You see the importance of this in the sports apparel category. Nike remains one of the strongest brands in the world for distinctive – and ownable – assets: the Swoosh, the ‘Just do it’, the Jordan silhouette. Yet, on category entry point, it is being beaten by competitors: by Lululemon in wellness; by smaller brands like Brooks in technical performance.
In addition, Nike’s narrative has become less coherent over the years. ‘Just do it’ established a powerful idea, but later campaign messages such as ‘Believe in something’, ‘Runners welcome. Walkers tolerated’ and ‘Why do it?’ literally pull against that core. To a human, each may feel interesting in the moment; humans join the dots to form an overall impression. To a machine, however, they create semantic contradiction. It reads lack of coherence. The result is that AI systems consistently favour other brands over Nike, as a recent Harvard Business Review article highlights.
Let advertising support the brand, not overwrite it
That coherence is crucial when it comes to wider communications. Advertising, for example, needs to find fresh, interesting ways to reinforce the brand narrative, not reinvent it in every campaign cycle. Marketers may tire of a message quickly because they see it every day; but consumers often take years to properly register it.
This is especially important now, because AI sees everything. A fleeting social post, a sales deck that tells a different story or a shopper message that pulls away from the core all add to the brand’s digital footprint. What feels tactical internally can quickly become incoherence externally.
The same is true for claims. Brands cannot rely on bold statements or trend-led positioning if those claims are not supported elsewhere. The machine can pick up gaps between what a brand says and what is evidenced across its wider footprint. Verifiable claims are therefore part of discoverability, not just compliance.
Brands with ownable assets, relevant category entry points, coherent messaging and credible claims are already building both human equity and machine legibility. The likes of Red Bull, Heinz, Fairy and Cadbury are ahead of the game: what they say, what they claim and how they look has remained consistent over time. Consumers recognise them, machines can read them, and both find what they expect. They are the ones that will continue to be easier for machines to index, easier for people to remember and, ultimately, more inevitable at the moment of choice.
Mental availability is the key for any brand: being front of mind at the moment of purchase.

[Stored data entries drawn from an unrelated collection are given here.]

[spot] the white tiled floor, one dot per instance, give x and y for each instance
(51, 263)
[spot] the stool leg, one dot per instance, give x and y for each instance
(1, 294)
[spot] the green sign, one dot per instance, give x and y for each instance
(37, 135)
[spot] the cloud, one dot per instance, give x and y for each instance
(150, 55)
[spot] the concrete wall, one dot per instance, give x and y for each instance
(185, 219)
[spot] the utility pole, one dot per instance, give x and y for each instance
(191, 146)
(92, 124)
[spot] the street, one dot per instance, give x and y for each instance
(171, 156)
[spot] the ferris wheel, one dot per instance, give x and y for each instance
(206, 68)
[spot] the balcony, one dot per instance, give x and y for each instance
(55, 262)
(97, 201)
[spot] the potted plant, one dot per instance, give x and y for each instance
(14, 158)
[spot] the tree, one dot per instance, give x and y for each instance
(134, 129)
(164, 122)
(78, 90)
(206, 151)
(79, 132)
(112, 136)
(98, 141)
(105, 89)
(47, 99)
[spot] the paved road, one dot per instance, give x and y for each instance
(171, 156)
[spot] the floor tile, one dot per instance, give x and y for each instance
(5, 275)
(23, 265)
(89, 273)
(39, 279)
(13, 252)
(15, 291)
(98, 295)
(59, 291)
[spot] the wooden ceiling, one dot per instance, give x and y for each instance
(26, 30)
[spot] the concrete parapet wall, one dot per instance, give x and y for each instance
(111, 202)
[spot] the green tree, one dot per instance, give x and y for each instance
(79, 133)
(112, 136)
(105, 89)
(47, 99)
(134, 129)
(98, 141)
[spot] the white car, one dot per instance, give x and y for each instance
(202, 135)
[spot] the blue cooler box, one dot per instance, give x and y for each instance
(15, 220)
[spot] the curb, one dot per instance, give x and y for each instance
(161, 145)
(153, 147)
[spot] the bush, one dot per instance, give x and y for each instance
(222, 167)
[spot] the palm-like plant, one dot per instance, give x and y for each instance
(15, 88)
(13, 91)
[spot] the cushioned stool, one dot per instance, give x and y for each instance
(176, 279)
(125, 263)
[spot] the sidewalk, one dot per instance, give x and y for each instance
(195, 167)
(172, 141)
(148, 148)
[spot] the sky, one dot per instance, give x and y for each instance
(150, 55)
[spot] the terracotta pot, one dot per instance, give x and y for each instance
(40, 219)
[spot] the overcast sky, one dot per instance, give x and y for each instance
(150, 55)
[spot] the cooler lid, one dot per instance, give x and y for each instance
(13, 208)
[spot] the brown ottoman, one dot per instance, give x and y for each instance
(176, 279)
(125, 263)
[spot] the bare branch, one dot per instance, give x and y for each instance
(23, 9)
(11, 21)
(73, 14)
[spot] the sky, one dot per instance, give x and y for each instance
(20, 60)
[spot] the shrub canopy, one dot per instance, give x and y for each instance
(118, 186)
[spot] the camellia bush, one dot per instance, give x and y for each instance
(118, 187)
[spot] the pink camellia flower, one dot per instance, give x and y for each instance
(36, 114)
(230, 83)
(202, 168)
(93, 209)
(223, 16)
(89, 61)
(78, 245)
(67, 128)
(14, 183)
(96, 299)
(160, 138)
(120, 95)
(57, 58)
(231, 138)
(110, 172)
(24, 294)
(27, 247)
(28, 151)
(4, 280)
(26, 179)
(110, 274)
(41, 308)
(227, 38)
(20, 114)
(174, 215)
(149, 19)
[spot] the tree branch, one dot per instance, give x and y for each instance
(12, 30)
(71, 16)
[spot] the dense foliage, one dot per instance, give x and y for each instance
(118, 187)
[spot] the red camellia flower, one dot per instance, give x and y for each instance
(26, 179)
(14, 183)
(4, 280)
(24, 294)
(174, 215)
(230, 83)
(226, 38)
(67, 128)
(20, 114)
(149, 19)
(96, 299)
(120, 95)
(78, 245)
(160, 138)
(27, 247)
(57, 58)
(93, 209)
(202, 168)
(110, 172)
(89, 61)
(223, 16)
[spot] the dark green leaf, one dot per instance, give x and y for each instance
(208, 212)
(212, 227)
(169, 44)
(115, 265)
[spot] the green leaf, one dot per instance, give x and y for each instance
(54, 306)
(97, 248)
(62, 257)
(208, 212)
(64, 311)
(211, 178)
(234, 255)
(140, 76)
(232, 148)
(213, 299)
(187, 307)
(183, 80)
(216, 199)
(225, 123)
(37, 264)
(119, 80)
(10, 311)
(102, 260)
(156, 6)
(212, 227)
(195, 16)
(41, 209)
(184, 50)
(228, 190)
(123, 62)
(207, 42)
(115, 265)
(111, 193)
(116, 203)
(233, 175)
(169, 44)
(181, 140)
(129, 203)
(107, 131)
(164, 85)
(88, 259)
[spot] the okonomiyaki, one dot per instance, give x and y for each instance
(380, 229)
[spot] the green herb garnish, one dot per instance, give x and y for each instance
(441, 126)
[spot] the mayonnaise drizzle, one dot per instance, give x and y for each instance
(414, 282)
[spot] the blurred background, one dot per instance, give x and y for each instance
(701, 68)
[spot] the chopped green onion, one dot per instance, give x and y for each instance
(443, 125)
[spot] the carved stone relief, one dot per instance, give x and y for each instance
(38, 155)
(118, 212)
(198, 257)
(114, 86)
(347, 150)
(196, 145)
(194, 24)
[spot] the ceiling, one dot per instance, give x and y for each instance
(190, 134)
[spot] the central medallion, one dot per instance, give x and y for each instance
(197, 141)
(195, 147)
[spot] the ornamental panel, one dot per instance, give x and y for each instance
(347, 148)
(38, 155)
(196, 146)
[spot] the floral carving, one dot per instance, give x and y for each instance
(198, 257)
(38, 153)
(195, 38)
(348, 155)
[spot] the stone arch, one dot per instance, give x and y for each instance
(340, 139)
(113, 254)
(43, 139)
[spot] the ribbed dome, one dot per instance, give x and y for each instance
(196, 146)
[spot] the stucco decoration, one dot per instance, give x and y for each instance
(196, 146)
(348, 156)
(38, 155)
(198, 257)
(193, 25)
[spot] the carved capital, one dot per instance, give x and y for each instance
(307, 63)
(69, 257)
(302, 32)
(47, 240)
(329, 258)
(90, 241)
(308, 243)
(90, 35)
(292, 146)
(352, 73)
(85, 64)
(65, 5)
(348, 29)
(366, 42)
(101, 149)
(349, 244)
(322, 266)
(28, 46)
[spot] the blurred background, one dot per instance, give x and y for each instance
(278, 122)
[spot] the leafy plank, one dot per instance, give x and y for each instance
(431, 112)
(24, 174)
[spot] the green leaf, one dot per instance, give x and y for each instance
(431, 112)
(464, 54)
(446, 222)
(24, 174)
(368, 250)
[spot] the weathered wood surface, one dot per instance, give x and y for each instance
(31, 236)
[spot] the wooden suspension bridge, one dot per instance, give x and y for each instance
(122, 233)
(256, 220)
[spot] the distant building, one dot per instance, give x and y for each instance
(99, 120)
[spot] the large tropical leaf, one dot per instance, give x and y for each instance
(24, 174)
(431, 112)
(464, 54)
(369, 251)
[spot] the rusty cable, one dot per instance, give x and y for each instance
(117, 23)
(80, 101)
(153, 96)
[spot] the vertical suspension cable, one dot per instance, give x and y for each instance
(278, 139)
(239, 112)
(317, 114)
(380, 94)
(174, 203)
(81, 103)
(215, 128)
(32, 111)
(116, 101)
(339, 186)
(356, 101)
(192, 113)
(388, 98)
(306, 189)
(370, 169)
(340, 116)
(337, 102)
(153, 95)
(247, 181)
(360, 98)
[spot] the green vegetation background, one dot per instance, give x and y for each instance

How you get there – how you make yourself the inevitable choice as a brand – was always the focus of marketing, but has become a wholly new challenge. AI is now an active gatekeeper between customers and businesses and is starting to limit what gets served up to browsers in the first place: 68% of Google searches end without a click to another website.
In traditional search, people still worked from their own memory. They saw a list of results, clicked, compared and made a choice. In AI-led discovery, the machine increasingly serves a smaller set of options. It changes the purchase journey, and makes it harder for marketers to see, track or influence what happened along the way. Nearly two-thirds of LLM visibility comes from long-term brand equity, according to recent research from marketing effectiveness expert WARC [What really drives LLM visibility, and what brands can do about it, 2026]. “Brand building is coming back into fashion, as the second-order effects of generative AI start to become clear,” the report states. “This time, it’s much bigger than advertising.”